In [2]:
import scvi
import scanpy as sc
import anndata
import pandas as pd
import time
from sklearn.metrics import accuracy_score, f1_score, classification_report

# 加载
adata_ref = sc.read_h5ad("pbmc_1.h5ad")
adata_query = sc.read_h5ad("pbmc_2.h5ad")

In [3]:
# ✅ 储存 pbmc2 的真实标签，用于评估后预测效果
adata_query.obs["true_label"] = adata_query.obs["cell_type"].astype(str)

# 接下来覆盖为 Unknown
adata_query.obs["cell_type"] = "Unknown"

# 标记数据来源
adata_ref.obs["dataset"] = "reference"
adata_query.obs["dataset"] = "query"

# 合并
adata_all = adata_ref.concatenate(adata_query, batch_key="dataset", uns_merge="unique")

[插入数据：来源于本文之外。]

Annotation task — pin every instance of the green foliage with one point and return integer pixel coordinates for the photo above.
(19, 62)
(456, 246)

  adata_all = adata_ref.concatenate(adata_query, batch_key="dataset", uns_merge="unique")


In [4]:
# 注册给 scvi 使用
scvi.model.SCVI.setup_anndata(adata_all, labels_key="cell_type", batch_key="dataset")

# Pre-train SCVI
start_scvi = time.time()
model = scvi.model.SCVI(adata_all, n_latent=30)
model.train(max_epochs=100)
scvi_time = time.time() - start_scvi

# 转换为 SCANVI 模型
start_scanvi = time.time()
scanvi_model = scvi.model.SCANVI.from_scvi_model(model, unlabeled_category="Unknown")
scanvi_model.train(max_epochs=25)
scanvi_time = time.time() - start_scanvi

An NVIDIA GPU may be present on this machine, but a CUDA-enabled jaxlib is not installed. Falling back to cpu.
GPU available: True (cuda), used: True
TPU available: False, using: 0 TPU cores
HPU available: False, using: 0 HPUs
You are using a CUDA device ('NVIDIA A100-PCIE-40GB MIG 1g.10gb') that has Tensor Cores. To properly utilize them, you should set `torch.set_float32_matmul_precision('medium' | 'high')` which will trade-off precision for performance. For more details, read https://pytorch.org/docs/stable/generated/torch.set_float32_matmul_precision.html#torch.set_float32_matmul_precision
LOCAL_RANK: 0 - CUDA_VISIBLE_DEVICES: [0]
/root/miniconda3/envs/scvi-env/lib/python3.9/site-packages/lightning/pytorch/trainer/connectors/data_connector.py:425: The 'train_dataloader' does not have many workers which may be a bottleneck. Consider increasing the value of the `num_workers` argument` to `num_workers=2` in the `DataLoader` to improve performance.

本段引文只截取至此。